Judge Joseph Tauro of Massachusetts’s US District Court today essentially ruled that the Defense of Marriage Act is unconstitutional. The case, Gill v. Office of Personnel Management, concerned couples married under the state’s same-sex marriage law, and denied federal benefits, for healthcare, retirement and other assorted federally administered plans, by DOMA’s definition of marriage as exclusively between a man and a woman. Judge Tauro found, overwhelmingly, for the plaintiffs, finding “‘no fairly conceivable set of facts that could ground a rational relationship’ between DOMA and a legitimate government objective.”

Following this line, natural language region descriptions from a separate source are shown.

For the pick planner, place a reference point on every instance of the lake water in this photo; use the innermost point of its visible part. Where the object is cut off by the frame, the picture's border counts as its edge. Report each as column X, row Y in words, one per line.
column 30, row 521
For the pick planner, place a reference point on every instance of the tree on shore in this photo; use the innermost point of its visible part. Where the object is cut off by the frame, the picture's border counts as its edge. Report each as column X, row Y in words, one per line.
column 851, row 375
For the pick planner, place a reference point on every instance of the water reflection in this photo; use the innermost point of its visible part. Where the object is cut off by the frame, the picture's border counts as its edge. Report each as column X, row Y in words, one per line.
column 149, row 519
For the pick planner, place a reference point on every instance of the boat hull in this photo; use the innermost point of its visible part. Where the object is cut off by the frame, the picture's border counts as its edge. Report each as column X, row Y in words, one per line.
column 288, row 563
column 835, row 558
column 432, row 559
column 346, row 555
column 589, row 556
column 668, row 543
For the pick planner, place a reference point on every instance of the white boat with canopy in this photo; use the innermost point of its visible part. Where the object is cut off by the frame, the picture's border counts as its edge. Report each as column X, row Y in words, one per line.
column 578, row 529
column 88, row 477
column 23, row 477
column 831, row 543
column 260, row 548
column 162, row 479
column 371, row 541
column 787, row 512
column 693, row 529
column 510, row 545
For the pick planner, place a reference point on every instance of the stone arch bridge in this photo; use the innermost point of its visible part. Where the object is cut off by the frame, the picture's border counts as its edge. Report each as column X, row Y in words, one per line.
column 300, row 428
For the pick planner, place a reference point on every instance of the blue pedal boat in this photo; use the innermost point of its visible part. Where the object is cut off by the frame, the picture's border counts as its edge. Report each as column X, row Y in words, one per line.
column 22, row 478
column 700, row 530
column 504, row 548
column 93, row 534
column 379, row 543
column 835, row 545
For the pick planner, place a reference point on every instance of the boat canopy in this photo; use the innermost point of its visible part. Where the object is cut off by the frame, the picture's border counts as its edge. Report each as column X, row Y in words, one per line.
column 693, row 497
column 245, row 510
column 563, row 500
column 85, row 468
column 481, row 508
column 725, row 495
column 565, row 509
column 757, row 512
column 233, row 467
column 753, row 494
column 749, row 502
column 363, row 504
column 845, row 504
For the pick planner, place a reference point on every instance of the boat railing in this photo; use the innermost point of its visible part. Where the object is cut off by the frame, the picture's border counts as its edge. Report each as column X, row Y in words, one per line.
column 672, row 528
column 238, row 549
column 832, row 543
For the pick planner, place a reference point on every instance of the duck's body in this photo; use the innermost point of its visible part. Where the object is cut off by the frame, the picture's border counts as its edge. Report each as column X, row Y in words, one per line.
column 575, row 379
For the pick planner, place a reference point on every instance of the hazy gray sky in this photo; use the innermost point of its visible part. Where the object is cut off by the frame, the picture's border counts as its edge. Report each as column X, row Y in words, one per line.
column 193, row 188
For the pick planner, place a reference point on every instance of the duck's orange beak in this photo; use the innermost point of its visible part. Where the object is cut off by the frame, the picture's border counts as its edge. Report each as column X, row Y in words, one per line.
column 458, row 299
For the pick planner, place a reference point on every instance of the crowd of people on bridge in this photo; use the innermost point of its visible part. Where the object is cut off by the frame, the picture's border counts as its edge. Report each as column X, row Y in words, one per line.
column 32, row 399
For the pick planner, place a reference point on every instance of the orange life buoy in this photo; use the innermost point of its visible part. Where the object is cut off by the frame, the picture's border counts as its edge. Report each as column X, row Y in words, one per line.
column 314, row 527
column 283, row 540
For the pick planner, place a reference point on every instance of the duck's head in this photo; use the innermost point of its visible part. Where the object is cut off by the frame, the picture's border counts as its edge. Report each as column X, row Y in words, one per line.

This is a major precedent for gay civil rights—it declares that the federal government must recognize state laws permitting gay unions, and demolishes many of the legal (and civil) justifications for denying gay marriage. The House Judiciary Committee’s preliminary Report on the Defense of Marriage Act named four objectives for the act, Judge Tauro notes, before going on to debunk each in turn. They were:
“(1) encouraging responsible procreation and child-bearing, (2) defending and nurturing the institution of traditional heterosexual marriage, (3) defending traditional notions of morality, and (4) preserving scarce resources.”
1. The Defense of Marriage Act encourages responsible procreation and child-bearing.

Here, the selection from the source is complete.